The binomial distribution applies to a finite and fixed number of independent Bernoulli trials, each with the same probability of "success" $p$. Under these criteria, a binomially distributed random variable $X$ then counts the total number of successes observed out of $n$ trials. As such, it does not model your stated event.
What you want is a negative binomial random variable, one parametrization of which counts the total number of trials needed to obtain $r$ successes. You can see how this differs from the regular binomial scenario, which counts the successes when the number of trials is fixed: in the negative binomial case, we count the total number of trials when the number of successes is fixed.
In your case, the number of successes is fixed at $r = 3$, and we wish to find the probability that it takes $X = 7$ trials to observe three successes (where "success" is defined here as observing a defective product). The probability distribution for $X$ is given by $$\Pr[X = x] = \binom{x - 1}{x - r} p^r (1-p)^{x-r}, \quad x = r, r+1, r+2, \ldots.$$ So for $x = 7$, $r = 3$, $p = 0.05$, you will get your desired probability of observing the third defect on the seventh trial.

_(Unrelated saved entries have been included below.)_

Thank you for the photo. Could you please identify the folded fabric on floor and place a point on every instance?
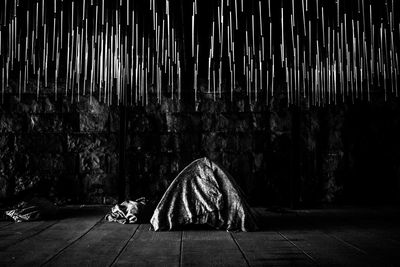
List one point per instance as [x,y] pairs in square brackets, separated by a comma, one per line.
[35,209]
[127,212]
[203,193]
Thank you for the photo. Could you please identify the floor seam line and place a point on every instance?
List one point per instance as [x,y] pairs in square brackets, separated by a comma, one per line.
[240,249]
[4,226]
[70,244]
[30,236]
[181,250]
[124,247]
[305,253]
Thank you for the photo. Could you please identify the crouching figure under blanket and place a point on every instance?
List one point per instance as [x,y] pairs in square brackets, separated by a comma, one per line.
[203,193]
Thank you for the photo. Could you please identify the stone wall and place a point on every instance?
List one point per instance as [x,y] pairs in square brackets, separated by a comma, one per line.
[70,153]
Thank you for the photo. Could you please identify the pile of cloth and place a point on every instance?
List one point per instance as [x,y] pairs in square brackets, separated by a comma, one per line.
[202,194]
[128,211]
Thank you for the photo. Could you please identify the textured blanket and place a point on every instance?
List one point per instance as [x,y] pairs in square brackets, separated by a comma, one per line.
[203,193]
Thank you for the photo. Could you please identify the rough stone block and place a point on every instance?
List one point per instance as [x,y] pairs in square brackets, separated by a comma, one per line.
[12,122]
[40,143]
[97,187]
[92,162]
[103,142]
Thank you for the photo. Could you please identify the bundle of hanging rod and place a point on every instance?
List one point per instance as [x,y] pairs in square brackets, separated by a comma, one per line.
[130,52]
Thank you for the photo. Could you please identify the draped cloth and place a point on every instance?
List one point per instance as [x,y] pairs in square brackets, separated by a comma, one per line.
[128,211]
[203,193]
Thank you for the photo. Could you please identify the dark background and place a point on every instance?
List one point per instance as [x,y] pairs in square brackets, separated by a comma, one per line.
[280,156]
[292,156]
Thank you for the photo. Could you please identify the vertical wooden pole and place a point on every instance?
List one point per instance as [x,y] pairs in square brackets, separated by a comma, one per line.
[123,181]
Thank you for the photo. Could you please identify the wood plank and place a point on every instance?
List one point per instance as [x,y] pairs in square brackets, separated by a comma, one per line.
[386,251]
[210,248]
[327,251]
[149,248]
[269,248]
[4,223]
[99,247]
[39,248]
[17,232]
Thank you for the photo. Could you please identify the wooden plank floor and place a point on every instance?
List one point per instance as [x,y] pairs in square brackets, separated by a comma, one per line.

Where does this formula come from? We reason as follows. Clearly, in order for the $r^{\rm th}$ success to occur on the $x^{\rm th}$ trial, the last trial must be successful and that's when we stop sampling. Now there are $r-1$ successes to be distributed among the $x-1$ trials and there are exactly $\dbinom{x-1}{r-1} = \dbinom{x-1}{x-r}$ ways to do this. There are $r$ successes that occur with probability $p$ and $x-r$ failures that occur with probability $1-p$, so the probability of the desired outcome is what is claimed above.